Figure 1. Currently accepted factors involved in the pathogenesis of gastroesophageal reflux disease are indicated in this figure. Abnormalities of the electrogastrogram should now be included as part of the impaired antral motility/ delayed gastric emptying that contribute to the pathophysiology as well as the dyspepsia symptoms that are so common in gastroesophageal reflux disease.
180f1

The electrogastrogram (EGG), the cutaneous recording of gastric myoelectrical activity, can be measured by placing electrodes on the abdominal surface. It is now well known that postprandial EGG parameters are able to predict delayed gastric emptying with a significant accuracy. EGG abnormalities are present in most patients with dyspepsia and/or delayed gastric emptying [9]. The presence of EGG abnormalities in patients with dyspepsia and/or delayed gastric emptying, and the presence of upper gastrointestinal smooth muscle abnormalities in many patients with GERD makes it conceivable to detect EGG abnormalities in GERD patients. In a group of well established GERD patients whom my laboratory investigated, 38% had EGG abnormalities [10]. Moreover, 57% of this subgroup had delayed gastric emptying indicating that ~ 50% of GERD patients overall have gastric motor or myoelectrical abnormalities which contribute to the pathogenesis of this entity. The non-invasive and easy to use nature of EGG makes it attractive for studying the upper gastrointestinal motility disturbances that are present in GERD patients. GERD patients who have upper gastrointestinal symptoms may require a prokinetic agent. EGG may be helpful in selecting patients for prokinetic therapy before or in lieu of performing a radionuclide gastric emptying test. As an algorithm, an EGG study for a GERD patient who has upper gastrointestinal symptoms should be recommended. If the result is found to be normal, then a radionuclide gastric emptying test should be performed.

 

In conclusion, GERD patients have a high prevalence of gastric motility and myoelectrical abnormalities which contribute to the pathogenesis of the entity and explain the clinical association of dyspepsia with GERD. These findings also explain that just treating the heartburn aspect of GERD does not address the other aspects of the clinical presentation. A prokinetic agent can attempt to normalize the diffuse esophageal and upper gastrointestinal motility disorder involved in GERD while also reducing heartburn.

References

1. Ahtaridis G, Snapes WJ, Cohen S. Lower esophageal sphincter pressure as an index of gastroesophageal acid reflux. Dig Dis Sci 1981;26:993-998.
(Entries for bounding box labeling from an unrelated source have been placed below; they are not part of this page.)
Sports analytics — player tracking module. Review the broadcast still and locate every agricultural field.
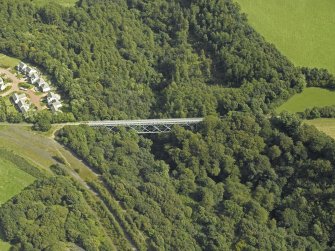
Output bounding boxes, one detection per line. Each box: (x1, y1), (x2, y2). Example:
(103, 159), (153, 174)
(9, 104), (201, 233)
(0, 156), (34, 205)
(305, 119), (335, 139)
(236, 0), (335, 73)
(32, 0), (78, 7)
(0, 126), (95, 180)
(276, 87), (335, 112)
(0, 53), (20, 68)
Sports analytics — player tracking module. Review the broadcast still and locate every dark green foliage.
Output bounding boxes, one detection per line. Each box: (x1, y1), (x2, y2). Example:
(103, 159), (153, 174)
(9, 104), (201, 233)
(58, 113), (335, 250)
(301, 67), (335, 89)
(0, 177), (115, 250)
(0, 0), (303, 120)
(298, 106), (335, 119)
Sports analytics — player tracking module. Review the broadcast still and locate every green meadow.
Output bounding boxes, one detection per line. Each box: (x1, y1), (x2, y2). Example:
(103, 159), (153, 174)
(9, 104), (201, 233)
(305, 119), (335, 139)
(236, 0), (335, 73)
(276, 87), (335, 112)
(0, 156), (34, 205)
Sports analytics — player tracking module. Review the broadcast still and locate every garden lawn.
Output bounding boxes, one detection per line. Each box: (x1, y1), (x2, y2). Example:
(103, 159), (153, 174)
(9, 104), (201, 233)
(276, 87), (335, 112)
(236, 0), (335, 74)
(0, 156), (34, 205)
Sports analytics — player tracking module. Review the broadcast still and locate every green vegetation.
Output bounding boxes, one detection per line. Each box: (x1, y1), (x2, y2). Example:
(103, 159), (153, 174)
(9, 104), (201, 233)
(0, 156), (34, 204)
(277, 87), (335, 112)
(305, 119), (335, 139)
(236, 0), (335, 74)
(0, 177), (115, 251)
(0, 240), (11, 251)
(0, 53), (20, 68)
(0, 0), (335, 251)
(0, 0), (304, 120)
(58, 113), (335, 250)
(31, 0), (77, 7)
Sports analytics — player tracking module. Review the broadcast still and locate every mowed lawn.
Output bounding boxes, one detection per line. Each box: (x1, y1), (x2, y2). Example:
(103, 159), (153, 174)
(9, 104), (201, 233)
(32, 0), (78, 7)
(305, 119), (335, 139)
(0, 53), (20, 68)
(276, 87), (335, 112)
(0, 159), (34, 205)
(236, 0), (335, 73)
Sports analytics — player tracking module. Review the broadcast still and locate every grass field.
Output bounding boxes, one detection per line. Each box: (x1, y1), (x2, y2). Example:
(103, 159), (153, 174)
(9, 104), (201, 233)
(236, 0), (335, 73)
(0, 53), (20, 68)
(276, 87), (335, 112)
(305, 119), (335, 139)
(32, 0), (78, 7)
(0, 126), (95, 179)
(0, 156), (34, 205)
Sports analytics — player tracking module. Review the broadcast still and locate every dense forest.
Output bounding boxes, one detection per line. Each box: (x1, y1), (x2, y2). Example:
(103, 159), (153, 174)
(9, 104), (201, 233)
(0, 0), (335, 250)
(0, 0), (304, 120)
(58, 112), (335, 250)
2. Behar J, Ramsby G. Gastric emptying and antral motility in reflux esophagitis. Gastroenterology 1978;74:253-256.

3. Holloway RH, Dent J. Pathophysiology of gastroesophageal reflux disease: lower esophageal dysfunction in gastroesophageal reflux disease. Gastroenterol Clin North Am 1990;19:517-536.

4. McCallum RW. Gastric emptying in gastroesophageal reflux and therapeutic role of prokinetic agents. Gastroenterol Clin North Am 1990;19:551-564.

5. Hartley MN, Walker SJ, Mackie CR. Abnormal gastric adaptive relaxation in patients with reflux esophagitis. Gut 1990;31:500-503.

6. McCallum RW, Berkowitz DM, Lerner GE. Gastric emptying in patients with gastroesophagal reflux. Gastroenterology 1981;80:285-291.

7. King PM, Pryde A, Heading RC. Transpyloric movement and antroduodenal motility in patients with gastroesophageal reflux. Gut 1987;28:545-548.

8. Hölscher AH, Weiser HF. Reflux characteristics in health and disease. In: Roman C, ed. Gastrointestinal motility. Lancaster: MTP Press Limited, 1984:63-69.

9. Chen JDZ, Lin Z, Pan J, McCallum RW. Abnormal gastric myoelectrical activity and delayed gastric emptying in patients with symptoms suggestive of gastroparesis. Dig Dis Sci 1996;41:1538-1545.

10. Soykan I, Lin Z, Jones S, McCallum RW. Gastric myoelectrical activity, gastric emptying and correlations with symptoms in patients with gastroesophageal reflux disease. J Invest Med 1997;45:6A.